"It's really a monumental case," said Hannah Hetzer of the Drug Policy Alliance, a drug reform advocacy group, in an interview. "It was argued on human rights grounds, which is unusual, and it's taking place in Mexico, the epicenter of some of the worst effects of the war on drugs."
The case was brought by four members of Mexicans United for Responsible and Tolerant Consumption (the acronym SMART in Spanish), a group set up specifically to challenge laws on this issue in Mexico. Starting in 2013, they began filing legal arguments to be able to grow, possess and consume marijuana. This year, their appeals made it all the way to the Supreme Court.

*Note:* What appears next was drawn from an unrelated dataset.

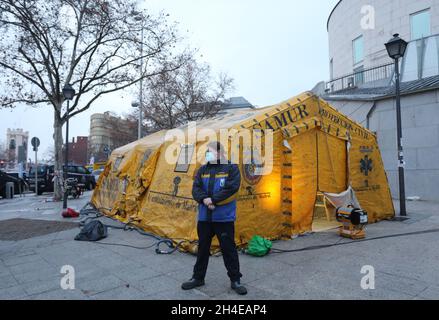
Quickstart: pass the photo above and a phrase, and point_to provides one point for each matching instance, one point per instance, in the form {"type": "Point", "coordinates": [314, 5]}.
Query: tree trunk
{"type": "Point", "coordinates": [58, 148]}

Their argument hinges on the concept of "the right to the free development of one’s personality," which is enshrined in Mexico's constitution. Essentially, it amounts to something like a right to self-determination: The state can't prevent you from say, eating junk lots of junk food, even if it's not great for your health. As long as you're not harming other people, you have the right to autonomy. And in this instance, the Supreme Court ruled that possessing and consuming marijuana falls under this category.
Because of the way Supreme Court cases work in Mexico, the ruling means that the plaintiffs can now smoke up if they want to — but it does not immediately become the law of the land as it would in the United States. For that to happen, the court would have to hand down similar rulings for at least four other individuals or groups.
Big social issues have been decided this way before in Mexico — most notably, the country legalized same-sex marriage via this process earlier this year. Beyond that, lawmakers could decide to change the law through legislation.
The ruling does not extend to commercial marijuana enterprises, like the ones that exist in Washington and Colorado in the United States. But it does represent, perhaps, the first declaration of the right to use marijuana as a fundamental human right. And that could have rippling effects in other Latin American countries, like Uruguay and Chile, currently grappling with various marijuana legalization measures.
The ruling also puts additional pressure on the United Nations to update its decades-old system of drug treaties at a special session on drugs being held next year. Given marijuana developments in the United States and now Mexico, many drug policy experts say the U.N. must change the treaties if it is to maintain legitimacy. If this doesn't happen, "more nations will move ahead unilaterally and then the conventions start to become irrelevant and nobody wants that," says the Drug Policy Alliance's Hetzer.
Hetzer suspects that full marijuana legalization may come to Mexico in the coming years on the heels of this ruling. She says that one big factor will be what happens next year when California voters decide whether to legalize marijuana in that state. "The big key component that everyone in Mexico talks about in shifting drug policy is whether California legalizes in 2016," she said. "Washington and Colorado are one thing. But with California, with the significance it has and the border it shares with Mexico, if they legalize, it would be too much to ignore."
Beyond that, Canada's freshly minted Prime Minister Justin Trudeau has already promised to work on legalizing marijuana in that country. If Canada and California legalize and Mexico follows suit, that would mean that marijuana would be legal all the way from the Arctic Circle in the north to the Tropic of Cancer in the south.
Correction: A previous version of this article incorrectly identified the major circle of latitude passing through Mexico. It is the Tropic of Cancer, not the Equator.